Le gouvernement ouvrit des registres dans chaque paroisse. Sur la page de gauche, les citoyens qui voulaient attendre pour se donner à Charles-Albert que la guerre fût terminée étaient invités à s’inscrire ; ceux qui désiraient au contraire l’union immédiate avec le Piémont devaient écrire leur nom sur la page de droite. L’on voit qu’il ne s’agissait pas de choisir entre la république et Charles-Albert. Charles-Albert était présenté comme inévitable ; il restait à décider si l’on voulait se donner à lui sur-le-champ ou attendre la fin de la guerre. A l’appui de cette mesure, le gouvernement donnait moins des explications que des ordres. L’on disait aux populations : Le gouvernement provisoire est dans le plus grand embarras ; ses finances sont épuisées ; il ne peut mettre une armée sur pied ; il va être forcé de demander aux populations d’énormes sacrifices qui ne pourront, en aucun cas, lui suffire. Que sera-ce si l’armée piémontaise se retire ? Le retour des Autrichiens est inévitable. Si vous vous donnez au contraire sans délai à Charles-Albert, le gouvernement provisoire se démet, vos finances sont se trouver fondues avec les finances très prospères du Piémont et gérées par les sages administrateurs piémontais. L’armée piémontaise sera la vôtre, et vos soldats lombards, incorporés dans les régimens piémontais, seront instruits et dirigés par de véritables officiers. Le Piémont est un état fortement constitué, et ce n’est qu’en vous unissant à lui que vous sortirez du régime provisoire où vous vous traînez douloureusement depuis deux mois.

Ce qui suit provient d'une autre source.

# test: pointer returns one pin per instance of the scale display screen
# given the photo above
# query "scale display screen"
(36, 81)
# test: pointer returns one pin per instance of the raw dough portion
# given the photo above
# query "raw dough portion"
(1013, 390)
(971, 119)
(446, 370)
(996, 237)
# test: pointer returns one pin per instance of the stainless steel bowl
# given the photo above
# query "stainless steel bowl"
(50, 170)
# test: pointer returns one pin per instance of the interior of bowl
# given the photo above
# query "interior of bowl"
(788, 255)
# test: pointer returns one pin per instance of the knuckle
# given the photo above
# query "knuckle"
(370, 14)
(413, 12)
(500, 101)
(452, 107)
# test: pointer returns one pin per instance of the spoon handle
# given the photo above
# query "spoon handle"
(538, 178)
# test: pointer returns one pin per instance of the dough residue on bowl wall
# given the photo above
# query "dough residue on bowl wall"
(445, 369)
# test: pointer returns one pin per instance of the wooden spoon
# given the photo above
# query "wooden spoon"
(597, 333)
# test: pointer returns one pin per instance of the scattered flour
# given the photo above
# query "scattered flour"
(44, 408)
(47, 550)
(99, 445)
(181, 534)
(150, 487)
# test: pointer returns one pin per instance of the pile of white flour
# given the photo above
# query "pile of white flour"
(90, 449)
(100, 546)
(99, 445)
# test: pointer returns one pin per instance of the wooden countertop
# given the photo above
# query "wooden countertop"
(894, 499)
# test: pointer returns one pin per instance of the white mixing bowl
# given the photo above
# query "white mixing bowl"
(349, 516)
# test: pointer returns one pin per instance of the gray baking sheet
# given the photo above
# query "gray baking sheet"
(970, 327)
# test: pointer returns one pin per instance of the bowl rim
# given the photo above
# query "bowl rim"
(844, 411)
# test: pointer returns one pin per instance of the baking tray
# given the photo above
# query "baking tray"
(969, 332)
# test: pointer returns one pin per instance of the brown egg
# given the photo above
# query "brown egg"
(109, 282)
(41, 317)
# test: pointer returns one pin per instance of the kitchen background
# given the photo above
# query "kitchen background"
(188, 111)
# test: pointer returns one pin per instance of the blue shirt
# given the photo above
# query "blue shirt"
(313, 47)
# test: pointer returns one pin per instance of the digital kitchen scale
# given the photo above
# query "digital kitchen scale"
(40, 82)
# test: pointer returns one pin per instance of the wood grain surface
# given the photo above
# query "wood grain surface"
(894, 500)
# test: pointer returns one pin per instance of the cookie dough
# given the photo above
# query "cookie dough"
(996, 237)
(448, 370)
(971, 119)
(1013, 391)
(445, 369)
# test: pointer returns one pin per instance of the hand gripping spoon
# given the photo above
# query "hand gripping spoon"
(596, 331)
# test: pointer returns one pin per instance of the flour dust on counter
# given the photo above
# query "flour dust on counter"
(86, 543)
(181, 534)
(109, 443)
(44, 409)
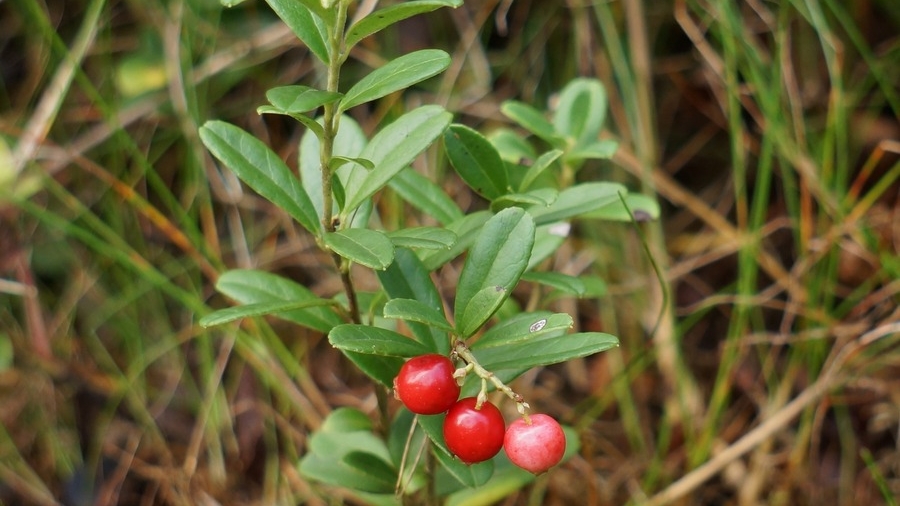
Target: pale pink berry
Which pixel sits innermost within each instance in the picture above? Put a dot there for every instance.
(535, 447)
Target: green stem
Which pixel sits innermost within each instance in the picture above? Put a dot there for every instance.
(331, 122)
(472, 365)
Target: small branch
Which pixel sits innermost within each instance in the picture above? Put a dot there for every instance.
(472, 365)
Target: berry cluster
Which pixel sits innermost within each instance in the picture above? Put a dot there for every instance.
(474, 429)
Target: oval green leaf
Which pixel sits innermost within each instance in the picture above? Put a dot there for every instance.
(548, 350)
(261, 169)
(423, 238)
(363, 246)
(639, 208)
(425, 196)
(407, 278)
(381, 368)
(299, 99)
(479, 309)
(391, 150)
(308, 20)
(231, 314)
(497, 258)
(374, 341)
(571, 285)
(538, 197)
(599, 150)
(412, 310)
(396, 75)
(466, 229)
(581, 111)
(387, 16)
(524, 326)
(258, 287)
(578, 200)
(538, 167)
(349, 142)
(532, 120)
(476, 161)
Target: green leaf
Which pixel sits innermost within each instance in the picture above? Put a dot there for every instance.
(345, 452)
(511, 146)
(299, 99)
(363, 246)
(407, 278)
(479, 309)
(387, 16)
(469, 475)
(261, 169)
(599, 150)
(259, 287)
(308, 122)
(476, 161)
(538, 167)
(423, 237)
(547, 239)
(594, 286)
(381, 368)
(425, 196)
(496, 259)
(466, 229)
(642, 207)
(339, 161)
(244, 311)
(375, 468)
(396, 75)
(578, 200)
(532, 120)
(543, 351)
(524, 326)
(581, 111)
(374, 341)
(343, 420)
(348, 143)
(391, 150)
(412, 310)
(538, 197)
(563, 282)
(308, 19)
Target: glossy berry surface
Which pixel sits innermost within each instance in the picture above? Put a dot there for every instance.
(474, 435)
(536, 447)
(426, 384)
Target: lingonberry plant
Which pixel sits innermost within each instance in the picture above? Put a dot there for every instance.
(535, 443)
(426, 384)
(473, 432)
(527, 176)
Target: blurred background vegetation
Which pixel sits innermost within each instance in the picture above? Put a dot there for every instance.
(759, 361)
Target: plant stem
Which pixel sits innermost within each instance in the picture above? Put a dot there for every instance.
(330, 125)
(463, 351)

C’est à peine s’il y eut quelques noms sur la page de gauche ; mais la susceptibilité de la population avait été vivement blessée, et des germes nombreux de mécontentement avaient été répandus. Ceux qui souhaitaient la république et qui ne voulaient se soumettre qu’à la volonté nationale librement exprimée se plaignirent non sans raison de ce que l’on écartait implicitement une question importante, en ayant l’air de la considérer comme déjà résolue. Quant aux partisans éclairés de la monarchie constitutionnelle, ils ne pouvaient admettre qu’il fût sage de se défier ainsi du libre jugement des Lombards. Ne valait-il pas mieux poser franchement la question et offrir le choix à la nation lombarde entre la république et la monarchie ? Oui, sans doute, car on n’eût fait par ce moyen que constater la grande minorité du parti républicain.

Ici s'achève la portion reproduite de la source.